If your trip was short, or your budget modest, you rode coach in the same train as the Pullman cars, or on a less important train. The more ordinary coach trains were more numerous and stopped more often. Some people called them "accommodation" trains. In the Redwood Empire we had many dairies, and some local passenger trains handled the milk cans--transporting a perishable necessity to the cities. Passengers often referred to them with disgust as "milk trains". Stopping everywhere to shuffle milk cans tossed all possibility of a fast schedule right out the window. However, the milk trains sure beat walking from Podunk to Cow Hollow. The seats might have been hard but the cars were shiny with varnish: after all, coaches were PASSENGER equipment!

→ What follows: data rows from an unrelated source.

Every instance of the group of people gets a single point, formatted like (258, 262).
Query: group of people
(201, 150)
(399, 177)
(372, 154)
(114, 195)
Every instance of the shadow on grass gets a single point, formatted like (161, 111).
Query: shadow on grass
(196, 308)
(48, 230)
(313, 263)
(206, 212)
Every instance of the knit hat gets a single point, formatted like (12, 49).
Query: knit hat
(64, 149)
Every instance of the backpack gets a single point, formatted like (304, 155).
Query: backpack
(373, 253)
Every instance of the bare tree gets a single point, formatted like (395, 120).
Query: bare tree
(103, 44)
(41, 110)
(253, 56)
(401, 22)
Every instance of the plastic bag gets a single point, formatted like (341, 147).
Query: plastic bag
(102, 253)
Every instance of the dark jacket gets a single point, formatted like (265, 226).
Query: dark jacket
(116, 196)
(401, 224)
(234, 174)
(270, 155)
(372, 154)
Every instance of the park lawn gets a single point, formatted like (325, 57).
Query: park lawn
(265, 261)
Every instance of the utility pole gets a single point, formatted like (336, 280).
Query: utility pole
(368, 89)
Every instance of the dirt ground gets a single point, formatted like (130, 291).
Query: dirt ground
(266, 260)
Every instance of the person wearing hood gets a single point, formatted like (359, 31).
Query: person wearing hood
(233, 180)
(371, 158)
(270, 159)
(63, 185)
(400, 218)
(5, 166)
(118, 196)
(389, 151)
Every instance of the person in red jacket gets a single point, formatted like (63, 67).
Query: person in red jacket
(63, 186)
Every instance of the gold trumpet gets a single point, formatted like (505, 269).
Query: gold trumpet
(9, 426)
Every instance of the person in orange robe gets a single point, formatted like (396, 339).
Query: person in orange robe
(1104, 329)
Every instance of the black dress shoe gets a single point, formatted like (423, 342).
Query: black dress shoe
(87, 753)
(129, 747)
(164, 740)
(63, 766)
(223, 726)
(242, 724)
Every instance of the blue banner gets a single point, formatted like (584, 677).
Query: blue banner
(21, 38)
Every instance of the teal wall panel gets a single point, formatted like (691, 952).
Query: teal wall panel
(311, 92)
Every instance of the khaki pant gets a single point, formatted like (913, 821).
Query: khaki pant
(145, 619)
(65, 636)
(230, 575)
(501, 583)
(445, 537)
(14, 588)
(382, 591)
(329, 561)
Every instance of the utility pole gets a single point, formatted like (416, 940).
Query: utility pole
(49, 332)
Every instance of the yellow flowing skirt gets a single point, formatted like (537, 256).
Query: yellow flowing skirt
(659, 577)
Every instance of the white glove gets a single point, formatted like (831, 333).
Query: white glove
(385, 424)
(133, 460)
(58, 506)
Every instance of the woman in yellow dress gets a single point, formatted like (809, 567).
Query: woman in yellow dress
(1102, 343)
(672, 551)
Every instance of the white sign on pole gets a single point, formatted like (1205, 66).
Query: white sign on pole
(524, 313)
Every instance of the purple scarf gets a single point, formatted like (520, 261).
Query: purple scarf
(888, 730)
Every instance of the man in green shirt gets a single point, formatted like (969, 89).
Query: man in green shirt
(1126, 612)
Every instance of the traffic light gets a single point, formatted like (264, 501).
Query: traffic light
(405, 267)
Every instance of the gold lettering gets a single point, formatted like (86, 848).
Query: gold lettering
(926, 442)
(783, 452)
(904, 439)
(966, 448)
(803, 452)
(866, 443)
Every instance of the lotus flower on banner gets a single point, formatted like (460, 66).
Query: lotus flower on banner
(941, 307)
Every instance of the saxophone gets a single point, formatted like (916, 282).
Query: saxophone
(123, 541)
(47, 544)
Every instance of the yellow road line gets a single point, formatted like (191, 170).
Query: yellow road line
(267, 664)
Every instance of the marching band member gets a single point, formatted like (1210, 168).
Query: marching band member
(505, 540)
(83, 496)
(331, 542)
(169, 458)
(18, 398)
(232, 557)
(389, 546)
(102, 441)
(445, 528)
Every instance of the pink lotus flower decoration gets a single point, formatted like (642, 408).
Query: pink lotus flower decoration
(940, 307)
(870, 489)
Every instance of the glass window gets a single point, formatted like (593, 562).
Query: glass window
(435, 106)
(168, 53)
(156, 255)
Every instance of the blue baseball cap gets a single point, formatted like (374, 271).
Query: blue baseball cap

On the railroads, the Post Office and the express companies found the only viable transportation network. Trains provided swift and reliable connections to and from all points of any importance within the 48 states. If you plot a complex schedule for your railroad, R.P.O. connections should be addressed. Mail and express dollars supported many passenger trains, providing a good portion of income for many railroad lines. Why don't you include express and mail traffic, an important part of railroading that was, in your operating scenario for added interest?
Passenger trains were important and often the glamorous darlings of railroad management. However, at various times and places the philosophy of THINK SMALL took hold. Mixed trains with passenger and freight cars ion the same train ran, and still run even today, in many parts of the world. The Nevada County Narrow Gauge ran scheduled mixed trains for most of its life. S.P., U.P. and A.T.& S.F. ran mixed trains on light traffic branches. Often a combined coach-baggage-mail took the place of a caboose and the timetable said "Mixed" instead of "Frt".
When passenger service on a branch line was dying, a mixed train often extended service for a few additional years. This is just one of the many excuses you can use to sneak passenger and mail service onto your rails with a mixed train. THINK SMALL! With just one more car--a combine--you can add passenger, mail and express traffic to your operating sessions.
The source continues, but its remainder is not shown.